Bashir did not want to talk to Omar or Farooq
Abdullah, Mufti Mohammad Sayeed, Mehbooba Mufti or Ghulam Nabi Azad, who represent
parties that have won a substantial number of seats in the assembly. He wanted
to hear what Geelani said, that there was a storm brewing in the Valley. Bashir
reassured Geelani that Pakistan had not abandoned its dream of altering the
map of India.
These pre-arranged meetings were held with
the consent of the Government of India. If the Indian government had wanted
to prevent them, Hurriyat leaders and Geelani would not have been able to
catch the flight from Srinagar to Delhi. Precedence - the fact that we have
enabled such meetings before - is not the point.
India stopped the ongoing dialogue in unusual
circumstances, after the terrorist invasion of Mumbai. Delhi offered a resumption
of talks, but with one condition, that they would focus on terrorism; and
issues like Kashmir (part of the composite dialogue) would be taken up only
after Pakistan had provided satisfaction that it had acted against known terrorists
and instigators of Mumbai, like Hafiz Saeed.
If that was going to be our focus, if that
was the agenda we had set, why did we permit the meetings between Pakistan
and Hurriyat-Geelani? We could have explained that Pakistan could talk to
the Kashmiri leaders on the Indian soil the next time around, if there was
a next time; on February 25, it would only be about terrorism.
When we did not, Pakistan inferred that it
was business as usual, and that our position on terrorism was rhetoric meant
for domestic consumption. Pakistan voiced such an inference when Salman Bashir
briefed the media, saying that Kashmir had been discussed "extensively"
and suggesting that India had returned to the negotiating table because of
international pressure.
It was, he implied with that little smile
on either corner of his mouth, a diplomatic triumph for Pakistan.
Perhaps, the time has come for India to demand reciprocal rights.
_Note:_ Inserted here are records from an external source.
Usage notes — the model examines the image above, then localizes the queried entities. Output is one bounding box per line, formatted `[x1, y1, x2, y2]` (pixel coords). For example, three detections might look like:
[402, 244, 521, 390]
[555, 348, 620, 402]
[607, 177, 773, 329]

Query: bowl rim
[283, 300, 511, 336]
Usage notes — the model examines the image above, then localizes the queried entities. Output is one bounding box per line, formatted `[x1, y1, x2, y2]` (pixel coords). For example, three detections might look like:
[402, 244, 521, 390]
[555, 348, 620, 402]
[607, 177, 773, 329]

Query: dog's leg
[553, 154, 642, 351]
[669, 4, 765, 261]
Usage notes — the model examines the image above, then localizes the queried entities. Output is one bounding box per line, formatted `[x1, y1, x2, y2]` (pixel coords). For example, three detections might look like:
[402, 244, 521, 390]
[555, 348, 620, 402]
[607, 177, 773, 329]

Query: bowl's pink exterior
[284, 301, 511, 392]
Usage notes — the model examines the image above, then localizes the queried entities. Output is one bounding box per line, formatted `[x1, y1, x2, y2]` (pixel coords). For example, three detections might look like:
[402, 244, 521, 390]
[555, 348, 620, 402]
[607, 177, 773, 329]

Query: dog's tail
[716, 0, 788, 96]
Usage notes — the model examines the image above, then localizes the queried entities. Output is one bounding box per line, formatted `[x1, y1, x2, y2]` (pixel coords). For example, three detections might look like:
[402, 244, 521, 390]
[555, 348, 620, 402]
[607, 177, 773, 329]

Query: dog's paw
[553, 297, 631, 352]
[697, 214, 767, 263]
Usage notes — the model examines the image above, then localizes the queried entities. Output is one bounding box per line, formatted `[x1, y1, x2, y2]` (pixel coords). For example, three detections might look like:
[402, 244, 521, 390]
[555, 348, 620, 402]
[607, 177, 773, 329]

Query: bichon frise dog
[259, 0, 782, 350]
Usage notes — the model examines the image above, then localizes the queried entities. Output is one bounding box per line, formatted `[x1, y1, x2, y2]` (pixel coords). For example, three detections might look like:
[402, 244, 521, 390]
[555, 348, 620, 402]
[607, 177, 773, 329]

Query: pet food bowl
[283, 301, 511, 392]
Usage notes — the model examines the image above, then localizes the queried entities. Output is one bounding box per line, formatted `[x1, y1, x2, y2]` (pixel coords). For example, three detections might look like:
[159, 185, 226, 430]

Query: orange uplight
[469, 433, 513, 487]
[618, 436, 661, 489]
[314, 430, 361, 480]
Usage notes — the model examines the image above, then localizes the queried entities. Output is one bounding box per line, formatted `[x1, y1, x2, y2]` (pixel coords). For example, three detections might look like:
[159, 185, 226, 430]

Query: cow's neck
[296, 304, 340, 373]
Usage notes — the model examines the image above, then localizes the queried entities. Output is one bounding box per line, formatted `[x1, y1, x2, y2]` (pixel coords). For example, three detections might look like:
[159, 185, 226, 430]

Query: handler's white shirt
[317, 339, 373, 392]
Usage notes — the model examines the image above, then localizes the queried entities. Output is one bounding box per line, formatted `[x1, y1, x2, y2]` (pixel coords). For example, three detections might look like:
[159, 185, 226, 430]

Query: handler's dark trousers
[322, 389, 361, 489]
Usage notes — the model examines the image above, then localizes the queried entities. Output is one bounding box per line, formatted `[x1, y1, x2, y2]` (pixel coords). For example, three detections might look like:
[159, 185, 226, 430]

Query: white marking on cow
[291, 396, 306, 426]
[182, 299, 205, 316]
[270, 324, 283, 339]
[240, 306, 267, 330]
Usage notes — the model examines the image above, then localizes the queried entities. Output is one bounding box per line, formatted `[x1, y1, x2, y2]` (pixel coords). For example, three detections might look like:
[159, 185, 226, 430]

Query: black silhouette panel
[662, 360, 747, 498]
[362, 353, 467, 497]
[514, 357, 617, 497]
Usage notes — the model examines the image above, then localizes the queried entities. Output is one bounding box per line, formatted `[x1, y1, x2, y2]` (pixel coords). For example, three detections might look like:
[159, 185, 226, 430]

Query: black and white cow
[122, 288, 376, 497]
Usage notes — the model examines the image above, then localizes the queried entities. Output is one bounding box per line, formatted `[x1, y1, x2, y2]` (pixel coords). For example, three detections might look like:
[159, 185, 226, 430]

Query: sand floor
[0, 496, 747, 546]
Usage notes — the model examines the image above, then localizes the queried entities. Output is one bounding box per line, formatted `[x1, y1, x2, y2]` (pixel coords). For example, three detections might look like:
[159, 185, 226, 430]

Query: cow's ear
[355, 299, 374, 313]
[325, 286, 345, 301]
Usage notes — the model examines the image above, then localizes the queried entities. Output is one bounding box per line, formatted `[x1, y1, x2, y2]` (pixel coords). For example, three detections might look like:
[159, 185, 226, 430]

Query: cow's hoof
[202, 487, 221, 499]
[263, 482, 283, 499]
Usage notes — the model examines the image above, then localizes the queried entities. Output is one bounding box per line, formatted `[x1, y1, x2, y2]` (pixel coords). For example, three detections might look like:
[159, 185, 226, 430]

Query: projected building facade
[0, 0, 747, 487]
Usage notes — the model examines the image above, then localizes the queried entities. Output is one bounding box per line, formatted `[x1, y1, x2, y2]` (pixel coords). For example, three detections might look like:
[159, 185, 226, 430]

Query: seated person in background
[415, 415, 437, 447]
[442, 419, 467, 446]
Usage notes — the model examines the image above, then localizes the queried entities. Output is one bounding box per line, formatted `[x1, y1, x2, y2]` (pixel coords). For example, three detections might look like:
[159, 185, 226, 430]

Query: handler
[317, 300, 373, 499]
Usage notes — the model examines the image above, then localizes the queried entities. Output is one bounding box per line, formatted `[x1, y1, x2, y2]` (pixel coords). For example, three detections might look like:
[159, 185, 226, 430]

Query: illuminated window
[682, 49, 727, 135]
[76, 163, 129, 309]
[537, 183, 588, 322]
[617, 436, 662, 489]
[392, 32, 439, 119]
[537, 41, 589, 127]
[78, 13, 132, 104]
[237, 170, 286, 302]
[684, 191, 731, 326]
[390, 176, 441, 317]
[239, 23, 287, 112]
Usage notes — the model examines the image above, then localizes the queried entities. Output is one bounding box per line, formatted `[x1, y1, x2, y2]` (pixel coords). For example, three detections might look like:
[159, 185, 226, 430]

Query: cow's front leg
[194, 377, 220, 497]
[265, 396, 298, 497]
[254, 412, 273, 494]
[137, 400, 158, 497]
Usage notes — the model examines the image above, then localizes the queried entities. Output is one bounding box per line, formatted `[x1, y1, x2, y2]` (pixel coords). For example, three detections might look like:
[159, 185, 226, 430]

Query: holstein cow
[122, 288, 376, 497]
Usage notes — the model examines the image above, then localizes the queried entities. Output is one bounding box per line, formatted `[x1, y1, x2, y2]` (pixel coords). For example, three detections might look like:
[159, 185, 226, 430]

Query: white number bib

It would
be interesting if Nirupama Rao insists that during her next visit to Islamabad
(she has received an invitation) on meeting insurgents from Balochistan -
assuming that they are either alive or outside jail.
Let us be clear about one reality: Salman
Bashir could have returned without undue damage to his professional health
if talks with Rao had been sabotaged before they started, but he might have
had to take a flight to some other country if he had returned without meeting
Hurriyat and Geelani. Kashmir is the heart and head of Pakistan's policy towards
India.
There is insufficient recognition, certainly
among Indians and possibly within the Indian government, of the fact that
Pakistan's policy has hardened after the Mumbai terrorist onslaught, rather
than softened. Pervez Musharraf's "close-to-a-solution" is now denied
as mere waffle, since nothing was put in writing.
Mumbai is not cause for mea culpa, but reason
for accusation: India deserves what it got because it holds Kashmir "illegally".
In such a narrative, Hafiz Saeed becomes the daring maverick who brought Kashmir
back to the centrestage as the "core" issue (a term Salman Bashir
used repeatedly, as was his brief).
India and Pakistan might agree, therefore,
that terrorism is an evil, but they have totally divergent definitions of
who constitutes a terrorist. Salman Bashir can agree on terrorism without
blinking an eyelid, and moan about thousands dead in his own country - but
they died from Taliban bullets and bombs, not from a Hafiz Saeed gun. India's
terrorist is Pakistan's freedom fighter.
As Bashir coolly explained in Delhi, Hafiz
Saeed was within his democratic rights when, at his Lahore rally, he told
followers armed with Kalasnikovs that one Mumbai was not enough. The Pakistan
army would have opened artillery fire if the Taliban had dared to hold a similar
public meeting in Peshawar.
Rao, who was firm enough during the talks,
made one serious mistake. She forgot a basic law of Indo-Pak diplomacy. She
left the last word to Salman Bashir. Her hurry to brief the media was inexplicable;
it was Bashir who had to go take a flight out of Delhi. She could have waited.
We lost the plot both before and after the talks.